Хорошо, что среди них нет мамы. Увидеть ее здесь… Это чересчур.
Покружив над моргом, Даша нашла подходящее окно и уселась на ветку напротив. Откуда-то с разросшихся тополей мигом заорала ворона — закаркала противно, блеюще, и Даше захотелось послать ее куда подальше.
Правда что ли, послать?.. Надо же, будь Даша живой, то поспешила бы уйти отсюда, чтобы не тревожить ворону понапрасну, а теперь злится на этот сиплый крик.
Значит, смерть и вправду меняет людей.
В секционном зале шумела вода, негромко и серо переговаривались люди. Даша мялась на ветке, побаиваясь заглянуть в зал — там же мертвые тела, там вонь и гниль, разве нормальный, не привыкший к такому человек выдержит?.. Она боялась малейшего вида крови: стоило порезать палец широким кухонным ножом и сунуть ранку под воду, как в глазах тут же мутилось от вида багрово-алой полосы.
А тут трупы.
Сама же просила посмотреть, ненормальная. Любуйся теперь голубиными глазами, наслаждайся.
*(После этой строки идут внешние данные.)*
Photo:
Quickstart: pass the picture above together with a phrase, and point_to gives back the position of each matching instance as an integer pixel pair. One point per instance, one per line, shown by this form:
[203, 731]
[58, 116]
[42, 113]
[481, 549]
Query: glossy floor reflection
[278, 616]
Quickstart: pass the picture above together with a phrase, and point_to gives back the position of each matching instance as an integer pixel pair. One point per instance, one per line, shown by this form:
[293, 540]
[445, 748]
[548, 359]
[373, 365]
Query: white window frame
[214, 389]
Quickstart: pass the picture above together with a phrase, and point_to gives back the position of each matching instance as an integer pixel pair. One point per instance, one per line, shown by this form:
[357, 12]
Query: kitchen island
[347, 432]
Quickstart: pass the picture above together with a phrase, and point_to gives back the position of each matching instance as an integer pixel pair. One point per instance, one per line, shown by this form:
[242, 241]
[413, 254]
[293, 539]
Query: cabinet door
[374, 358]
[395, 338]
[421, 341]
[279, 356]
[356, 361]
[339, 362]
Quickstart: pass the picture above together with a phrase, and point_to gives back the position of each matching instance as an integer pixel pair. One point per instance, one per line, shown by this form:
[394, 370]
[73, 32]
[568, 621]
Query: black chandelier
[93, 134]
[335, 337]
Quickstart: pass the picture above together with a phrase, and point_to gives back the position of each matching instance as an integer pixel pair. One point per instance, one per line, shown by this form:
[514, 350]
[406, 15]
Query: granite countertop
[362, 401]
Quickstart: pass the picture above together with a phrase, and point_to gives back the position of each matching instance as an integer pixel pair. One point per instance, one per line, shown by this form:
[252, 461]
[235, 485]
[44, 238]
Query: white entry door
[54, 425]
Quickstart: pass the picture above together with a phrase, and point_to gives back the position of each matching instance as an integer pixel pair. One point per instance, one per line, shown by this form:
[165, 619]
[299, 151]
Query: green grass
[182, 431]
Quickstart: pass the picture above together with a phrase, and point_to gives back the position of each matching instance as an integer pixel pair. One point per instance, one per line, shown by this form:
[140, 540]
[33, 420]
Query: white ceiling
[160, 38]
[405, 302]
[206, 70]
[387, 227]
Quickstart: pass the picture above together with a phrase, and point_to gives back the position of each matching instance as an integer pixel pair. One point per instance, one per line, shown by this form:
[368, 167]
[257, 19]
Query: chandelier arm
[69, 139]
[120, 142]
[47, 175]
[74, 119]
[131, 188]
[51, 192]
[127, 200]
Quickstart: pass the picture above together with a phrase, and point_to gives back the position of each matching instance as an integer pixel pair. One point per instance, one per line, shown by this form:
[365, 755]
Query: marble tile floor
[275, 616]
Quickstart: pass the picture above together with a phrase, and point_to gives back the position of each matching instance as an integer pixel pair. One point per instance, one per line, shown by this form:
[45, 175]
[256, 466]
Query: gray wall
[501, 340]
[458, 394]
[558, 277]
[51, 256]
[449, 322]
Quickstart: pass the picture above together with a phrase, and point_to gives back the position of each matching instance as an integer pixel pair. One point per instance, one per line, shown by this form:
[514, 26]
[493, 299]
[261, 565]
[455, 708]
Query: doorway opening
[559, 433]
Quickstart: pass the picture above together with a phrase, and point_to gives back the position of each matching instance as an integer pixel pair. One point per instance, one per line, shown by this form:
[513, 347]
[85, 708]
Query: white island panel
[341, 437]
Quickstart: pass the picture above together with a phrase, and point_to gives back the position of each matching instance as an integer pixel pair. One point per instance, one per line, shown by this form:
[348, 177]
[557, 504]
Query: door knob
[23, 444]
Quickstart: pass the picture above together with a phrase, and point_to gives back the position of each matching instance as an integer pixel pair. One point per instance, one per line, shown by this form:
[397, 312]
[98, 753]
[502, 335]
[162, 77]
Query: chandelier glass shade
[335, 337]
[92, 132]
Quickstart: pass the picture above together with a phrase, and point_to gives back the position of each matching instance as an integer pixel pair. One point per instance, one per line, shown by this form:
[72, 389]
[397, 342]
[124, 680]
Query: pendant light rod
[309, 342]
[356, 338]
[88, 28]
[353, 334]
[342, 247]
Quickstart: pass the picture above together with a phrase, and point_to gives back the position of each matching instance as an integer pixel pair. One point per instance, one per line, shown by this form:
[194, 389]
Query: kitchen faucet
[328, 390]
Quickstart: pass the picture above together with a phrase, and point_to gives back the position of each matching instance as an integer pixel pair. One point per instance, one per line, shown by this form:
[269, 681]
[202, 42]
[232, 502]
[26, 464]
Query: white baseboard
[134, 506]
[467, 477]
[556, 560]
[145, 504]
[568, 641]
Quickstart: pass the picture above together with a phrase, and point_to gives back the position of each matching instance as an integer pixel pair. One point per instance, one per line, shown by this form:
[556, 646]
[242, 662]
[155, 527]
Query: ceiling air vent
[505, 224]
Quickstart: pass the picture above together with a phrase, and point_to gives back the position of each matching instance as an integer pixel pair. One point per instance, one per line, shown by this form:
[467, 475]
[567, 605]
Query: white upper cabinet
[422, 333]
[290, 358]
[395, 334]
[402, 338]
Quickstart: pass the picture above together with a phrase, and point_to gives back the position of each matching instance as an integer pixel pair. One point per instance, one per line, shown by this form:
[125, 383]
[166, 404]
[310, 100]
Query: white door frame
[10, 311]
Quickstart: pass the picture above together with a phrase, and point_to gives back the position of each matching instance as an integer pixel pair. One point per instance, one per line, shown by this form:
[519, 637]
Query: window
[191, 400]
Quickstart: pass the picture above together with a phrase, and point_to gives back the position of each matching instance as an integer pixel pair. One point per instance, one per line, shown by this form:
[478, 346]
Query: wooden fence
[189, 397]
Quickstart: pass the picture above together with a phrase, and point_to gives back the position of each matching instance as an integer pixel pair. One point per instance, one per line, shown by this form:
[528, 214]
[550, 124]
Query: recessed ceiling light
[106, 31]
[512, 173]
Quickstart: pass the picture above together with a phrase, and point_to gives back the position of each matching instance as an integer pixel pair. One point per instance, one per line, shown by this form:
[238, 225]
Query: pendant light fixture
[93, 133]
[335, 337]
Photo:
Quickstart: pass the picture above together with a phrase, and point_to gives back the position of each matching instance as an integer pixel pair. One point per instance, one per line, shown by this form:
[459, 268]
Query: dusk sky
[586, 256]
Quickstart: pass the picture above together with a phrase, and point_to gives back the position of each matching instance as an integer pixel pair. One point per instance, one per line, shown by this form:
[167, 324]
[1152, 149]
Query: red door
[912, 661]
Стекла в секционном зале были матовыми, пыльными, между рамами в довесок воткнули еще и витые черные решетки, а вот форточки затемнять не стали, и через них все прекрасно было видно. Человек не допрыгнет, не дотянется, а вот голубю… Даша подобралась по веточке поближе, заглянула в мрачный зал.
Хм, не так все и плохо. Стены серо-коричневые, в полосах-разводах под мрамор, стальные столы с серебристым отливом притягивают взгляд. Над каждым столом — тусклый светильник с гудящими лампами, потолок зарос большими хлопьями побелки. Белые трубы, подводящие холодную воду, маслянистые черные шланги, влажный пол… Гнилью не пахнет, а может, это просто голубиное обоняние бережет ее от напрасных тревог. Люди, невысокие и широкоплечие, с серыми всклокоченными волосами и усталыми лицами, неспешно трудятся над столами — обычные такие дядьки, хоть грузчиками могли бы быть, хоть слесарями. Прорезиненные темно-зеленые фартуки, высокие перчатки. Жуть.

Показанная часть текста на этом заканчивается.